IN Hollywood, if you want to make a movie about gangsters, the man to see is Nicholas Pileggi. After spending years covering crime as a journalist, Pileggi wrote "Wiseguy," a portrait of a young mobster's rise to prominence that he adapted into Martin Scorsese's 1990 film, "Goodfellas." Pileggi went on to write "Casino" for Scorsese, which chronicled the saga of the mob's move to Las Vegas.
Pileggi, who is married to writer-director Nora Ephron, has returned to the gangland beat as the executive producer of "American Gangster," a Ridley Scott film that features Denzel Washington as Frank Lucas, a cool, calculating Harlem drug lord who ran the heroin trade in early 1970s New York.
The real Lucas has been a friend and source for Pileggi over the years, as have the cops who put Lucas behind bars.
Where did this lifelong fascination with gangsters come from?
I grew up in Bensonhurst, which people tended to view as a mob neighborhood.
I always thought of myself not so much as an investigative reporter, but as Margaret Mead. I just wanted to figure these guys out. How could they triple park their cars in front of a fire hydrant and never get a ticket? Some kids were interested in baseball statistics. I was interested in mobsters.
How'd you first meet Frank Lucas?
Back in 1980, a couple of federal agents called me and said, "We've got this guy in the correction center who you've got to meet. He's got an unbelievable story to tell."
At the time, Frank was facing 70 years in prison and so I started going down there to talk. That's where you get your real stories. You don't get 'em from the good guys.
And when Frank got out of prison you started talking again?
And the more we talked, the more I thought it was a movie, especially when it turned out that Richie Roberts, the cop who put him away, was his best friend and helping put Frank's kids through private school.
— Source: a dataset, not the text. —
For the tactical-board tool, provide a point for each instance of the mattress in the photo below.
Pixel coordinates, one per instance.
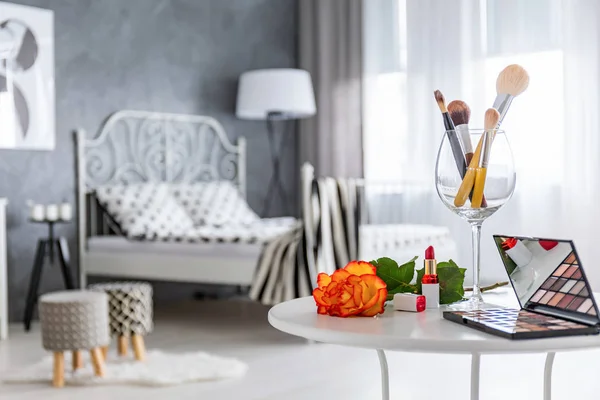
(122, 245)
I couldn't get any traction on selling the story, so I introduced Frank to Mark Jacobson, who did a fabulous piece about him in New York magazine.
That was the story that got Brian Grazer to buy the movie rights and hire Steve Zaillian to write the script.
But why didn't you want to write it yourself?
I got Frank and Richie on a plane and we made a presentation to Grazer but I was contractually obligated to other projects.